Do not be afraid to ask for samples to help, or for less expensive options. There may be a separate brand or a generic equivalent that works as well. Another option is to ask for double-strength pills and take half pills – if the prescription comes in a splittable form. There may even be an over-the-counter alternative.
At any rate, work with your doctor to find cost savings. Your physician is your ally, not your adversary.
- Ask for Generics – According to the U.S. Food and Drug Administration (FDA), the average generic brand is 15-20% of the cost of brand-name drugs. Generic drugs must also meet the same FDA standards as brand name drugs, so they should be equally safe.
- Medicare Part D – If you have Medicare Part D drug coverage, you have an open enrollment period every year from mid-October to mid-December that gives you an opportunity to review and switch plans if necessary.
As both your plans and your medications change, you should reconsider your coverage to see if it still fits. You may be able to save quite a bit of money with a plan that has a higher premium but covers drugs that your current plan does not.

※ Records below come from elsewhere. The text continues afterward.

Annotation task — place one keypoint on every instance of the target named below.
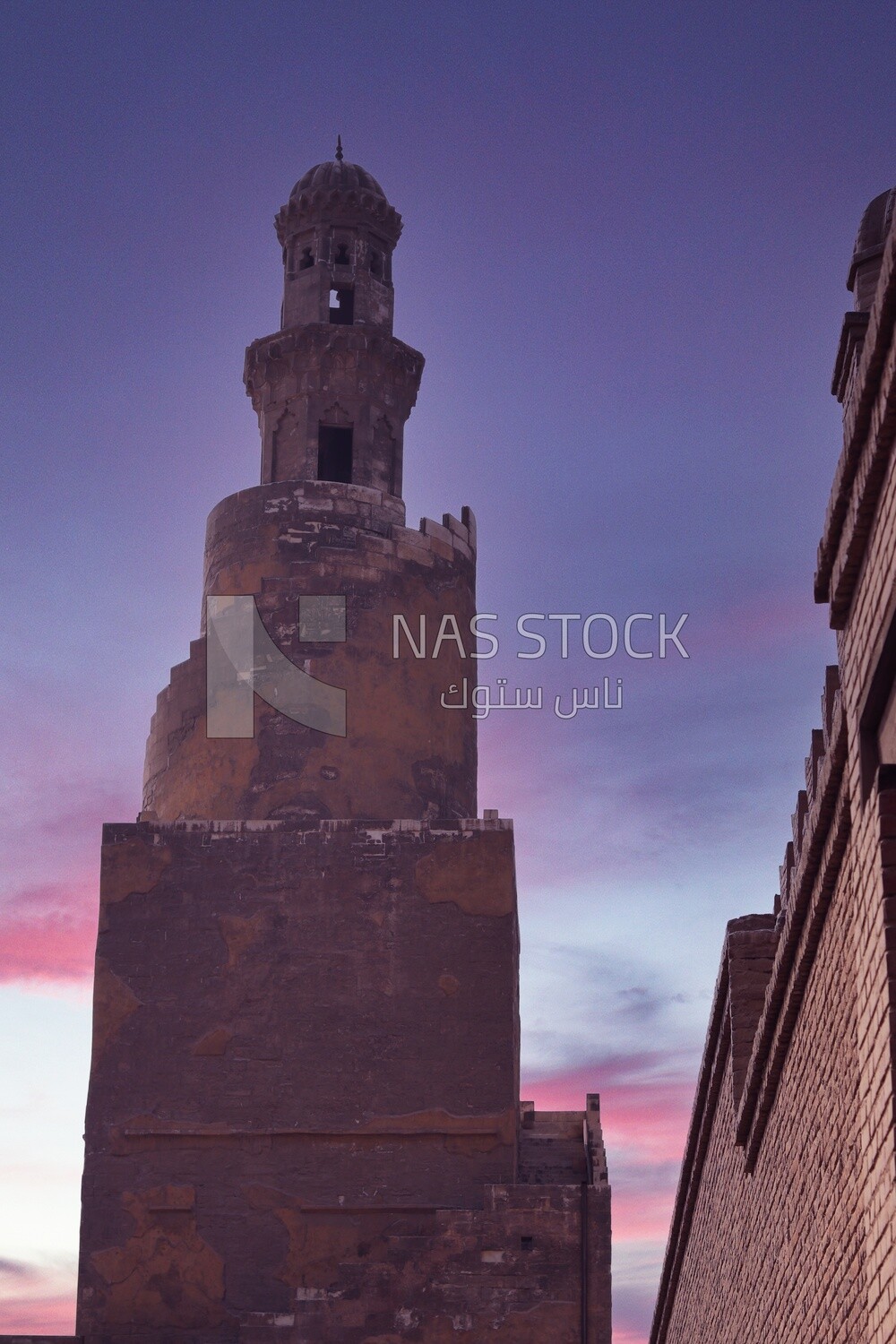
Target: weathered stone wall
(405, 754)
(288, 1021)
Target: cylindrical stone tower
(332, 392)
(304, 1113)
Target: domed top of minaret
(869, 247)
(333, 193)
(338, 175)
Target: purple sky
(627, 230)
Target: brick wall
(785, 1223)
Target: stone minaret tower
(304, 1117)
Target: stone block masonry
(304, 1117)
(785, 1222)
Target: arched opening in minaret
(335, 453)
(341, 306)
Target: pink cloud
(53, 1314)
(759, 625)
(48, 932)
(37, 1298)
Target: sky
(626, 238)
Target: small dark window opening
(341, 306)
(335, 453)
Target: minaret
(303, 1120)
(333, 389)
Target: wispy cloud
(37, 1298)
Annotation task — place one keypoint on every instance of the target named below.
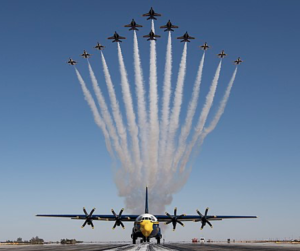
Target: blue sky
(53, 157)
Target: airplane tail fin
(146, 203)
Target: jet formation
(152, 15)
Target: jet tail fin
(146, 203)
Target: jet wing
(100, 217)
(164, 218)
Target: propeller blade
(85, 211)
(91, 213)
(168, 215)
(199, 213)
(84, 224)
(206, 210)
(121, 211)
(114, 213)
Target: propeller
(203, 219)
(174, 219)
(88, 218)
(118, 221)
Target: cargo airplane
(146, 226)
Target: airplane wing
(100, 217)
(164, 218)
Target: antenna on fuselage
(146, 204)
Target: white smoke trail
(153, 115)
(108, 120)
(122, 132)
(185, 130)
(166, 99)
(132, 127)
(140, 91)
(174, 120)
(202, 119)
(221, 108)
(98, 120)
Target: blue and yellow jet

- Investigate Assistance Programs – A wide variety of drug assistance programs are available for seniors and qualifying low-income consumers.
Many states run subsidy programs to assist their low-income residents with prescription drugs – links to programs in various states may be found at the National Conference of State Legislatures website at http://www.ncsl.org/research/health/state-pharmaceutical-assistance-programs.aspx.
The Extra Help program at the Social Security Administration can assist qualified low-income seniors covered by Medicare. Information on Extra Help may be found at the Social Security website.
Finally, drug companies themselves run Patient Assistance Programs (PAPs) to help those who cannot afford medications. Information is available at the Partnership for Prescription Alliance, as well as Rx Assist.
- Shop Around – Prices can vary between pharmacies, and it is always wise to comparison-shop for equivalent prescription drugs. However, make sure you are comparing equivalent doses when comparing prices.
Online pharmacies are fine as well, but make sure they are VIPPS-certified (Verified Internet Pharmacy Practice Sites). This accreditation comes through the National Association of Boards of Pharmacy (NABP) and gives you a level of assurance that the site is legitimate and its medications are safe.
Whether you purchase online or at a brick-and-mortar pharmacy, it is best to stick with one choice. Ordering from different sites can lead to potentially dangerous drug interactions that may not be noticed until too late. Ordering all of your meds from a single pharmacy can cause a warning to be raised when needed.
These are just a few of the ways you can root out savings on your prescription drugs and find better uses for your money. However, if you already bought those antacids, hang on to them. You will probably need them when you get your health insurance bill.